Book Engendering Households in the Prehistoric Southwest

Download or read book Engendering Households in the Prehistoric Southwest written by Barbara J. Roth and published by University of Arizona Press. This book was released on 2016-12-15 with total page 343 pages. Available in PDF, EPUB and Kindle. Book excerpt: The French anthropologist Claude Lévi-Strauss once described a village as “deserted” when all the adult males had vanished. While his statement is from the first half of the twentieth century, it nonetheless illustrates an oversight that has persisted during most of the intervening decades. Now Southwestern archaeologists have begun to delve into the task of “engendering” their sites. Using a “close to the ground” approach, the contributors to this book seek to engender the prehistoric Southwest by examining evidence at the household level. Focusing on gendered activities in household contexts throughout the southwestern United States, this book represents groundbreaking work in this area.
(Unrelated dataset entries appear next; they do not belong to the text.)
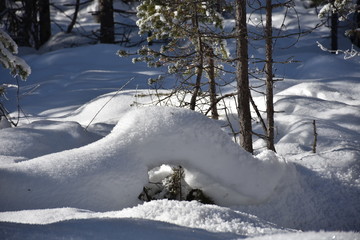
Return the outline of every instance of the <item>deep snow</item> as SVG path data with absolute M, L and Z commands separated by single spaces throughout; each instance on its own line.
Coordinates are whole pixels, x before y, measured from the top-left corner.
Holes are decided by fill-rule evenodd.
M 88 10 L 80 19 L 90 23 Z M 302 26 L 316 21 L 298 11 Z M 296 26 L 294 19 L 286 24 Z M 119 58 L 117 45 L 62 49 L 86 40 L 59 33 L 39 52 L 20 48 L 32 74 L 21 82 L 26 116 L 17 128 L 0 130 L 0 238 L 360 239 L 354 233 L 360 231 L 360 65 L 358 58 L 322 52 L 316 41 L 327 44 L 327 32 L 318 29 L 277 51 L 279 59 L 300 62 L 276 66 L 285 78 L 275 88 L 278 154 L 264 151 L 258 139 L 255 156 L 232 141 L 224 115 L 214 121 L 149 107 L 156 96 L 147 78 L 164 69 Z M 348 46 L 344 38 L 340 43 Z M 0 69 L 0 76 L 14 83 L 8 71 Z M 15 92 L 9 89 L 5 100 L 12 116 Z M 263 108 L 262 96 L 254 93 L 254 100 Z M 230 99 L 226 104 L 236 112 Z M 217 205 L 142 203 L 137 196 L 148 171 L 162 164 L 182 165 L 187 183 Z

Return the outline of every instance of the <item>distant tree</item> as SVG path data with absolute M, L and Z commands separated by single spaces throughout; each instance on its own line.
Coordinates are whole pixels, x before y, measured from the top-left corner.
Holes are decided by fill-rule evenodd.
M 114 43 L 114 7 L 113 0 L 99 0 L 100 3 L 100 42 Z
M 20 46 L 38 49 L 51 37 L 49 0 L 8 0 L 1 23 Z
M 6 1 L 0 1 L 0 19 L 6 11 Z
M 326 18 L 330 15 L 331 22 L 331 50 L 332 52 L 339 49 L 338 46 L 338 25 L 339 20 L 348 19 L 350 14 L 357 12 L 357 5 L 352 0 L 314 0 L 313 5 L 322 6 L 319 12 L 319 18 Z M 353 21 L 353 20 L 352 20 Z M 356 21 L 355 24 L 356 25 Z M 353 28 L 348 32 L 349 37 L 356 38 L 358 36 L 357 28 Z
M 51 37 L 50 2 L 38 0 L 40 45 L 46 43 Z

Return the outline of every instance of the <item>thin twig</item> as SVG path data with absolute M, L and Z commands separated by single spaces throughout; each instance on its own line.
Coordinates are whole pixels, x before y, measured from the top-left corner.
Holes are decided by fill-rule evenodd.
M 99 115 L 99 113 L 104 109 L 104 107 L 116 96 L 119 94 L 119 92 L 121 90 L 124 89 L 124 87 L 126 87 L 130 82 L 132 82 L 132 80 L 134 80 L 135 77 L 132 77 L 129 81 L 127 81 L 121 88 L 119 88 L 116 93 L 99 109 L 99 111 L 97 111 L 97 113 L 95 114 L 95 116 L 91 119 L 91 121 L 89 122 L 89 124 L 86 126 L 85 131 L 88 129 L 88 127 L 90 126 L 90 124 L 94 121 L 94 119 L 97 117 L 97 115 Z

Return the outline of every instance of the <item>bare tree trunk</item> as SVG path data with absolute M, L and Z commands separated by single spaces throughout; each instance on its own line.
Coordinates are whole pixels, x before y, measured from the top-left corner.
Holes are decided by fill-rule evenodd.
M 199 65 L 201 67 L 197 67 L 197 73 L 196 73 L 196 81 L 195 81 L 195 87 L 194 87 L 194 92 L 191 96 L 191 100 L 190 100 L 190 109 L 191 110 L 195 110 L 195 106 L 196 106 L 196 99 L 197 96 L 199 94 L 200 91 L 200 84 L 201 84 L 201 78 L 202 78 L 202 73 L 203 73 L 203 61 L 202 61 L 202 57 L 200 58 L 200 63 Z
M 250 112 L 250 88 L 248 76 L 248 34 L 246 26 L 246 1 L 236 0 L 236 80 L 238 89 L 238 116 L 240 123 L 240 145 L 253 153 Z
M 338 18 L 339 17 L 337 13 L 331 14 L 331 50 L 333 51 L 338 50 Z
M 214 65 L 214 53 L 213 49 L 208 49 L 208 64 L 207 73 L 209 77 L 209 93 L 210 93 L 210 106 L 211 106 L 211 118 L 219 119 L 219 113 L 217 111 L 217 99 L 216 99 L 216 81 L 215 81 L 215 65 Z
M 74 25 L 76 23 L 78 13 L 79 13 L 79 8 L 80 8 L 80 0 L 76 0 L 74 15 L 73 15 L 73 18 L 71 19 L 71 23 L 69 24 L 69 26 L 66 30 L 66 33 L 71 33 L 71 31 L 73 30 Z
M 313 143 L 313 147 L 312 147 L 312 152 L 316 153 L 316 146 L 317 146 L 317 132 L 316 132 L 316 121 L 313 120 L 313 129 L 314 129 L 314 143 Z
M 100 42 L 114 43 L 114 34 L 113 0 L 100 0 Z
M 51 37 L 50 4 L 49 0 L 39 1 L 39 27 L 40 45 L 46 43 Z
M 196 81 L 195 81 L 195 87 L 194 87 L 194 92 L 191 96 L 191 100 L 190 100 L 190 109 L 191 110 L 195 110 L 195 106 L 196 106 L 196 99 L 197 96 L 199 94 L 200 91 L 200 86 L 201 86 L 201 78 L 202 78 L 202 74 L 203 74 L 203 68 L 204 68 L 204 50 L 203 50 L 203 43 L 202 43 L 202 39 L 200 36 L 200 32 L 199 32 L 199 18 L 197 15 L 197 8 L 196 8 L 196 4 L 194 4 L 194 10 L 195 10 L 195 14 L 194 14 L 194 18 L 192 19 L 192 25 L 197 29 L 197 53 L 199 54 L 199 63 L 198 66 L 196 67 L 197 73 L 196 73 Z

The contributors view households as a crucial link to past activities and behavior, and by engendering these households, we can gain a better understanding of their role in prehistoric society. Gender-structured household activities, in turn, can offer insight into broader-scale social and economic factors. The chapters offer a variety of theoretical and methodological approaches to engendering households and examine topics such as the division of labor, gender relations, household ritual, ceramic and ground stone production and exchange, and migration. Engendering Households in the Prehistoric Southwest ultimately addresses broader issues of interest to many archaeologists today, including households and their various forms, identity and social boundary formation, technological style, and human agency. Focusing on gendered activities in household contexts throughout the southwestern United States, this book represents groundbreaking work in this area. The contributors view households as a crucial link to past activities and behavior, and by engendering these households, we can gain a better understanding of their role in prehistoric society. Gender-structured household activities, in turn, can offer insight into broader-scale social and economic factors.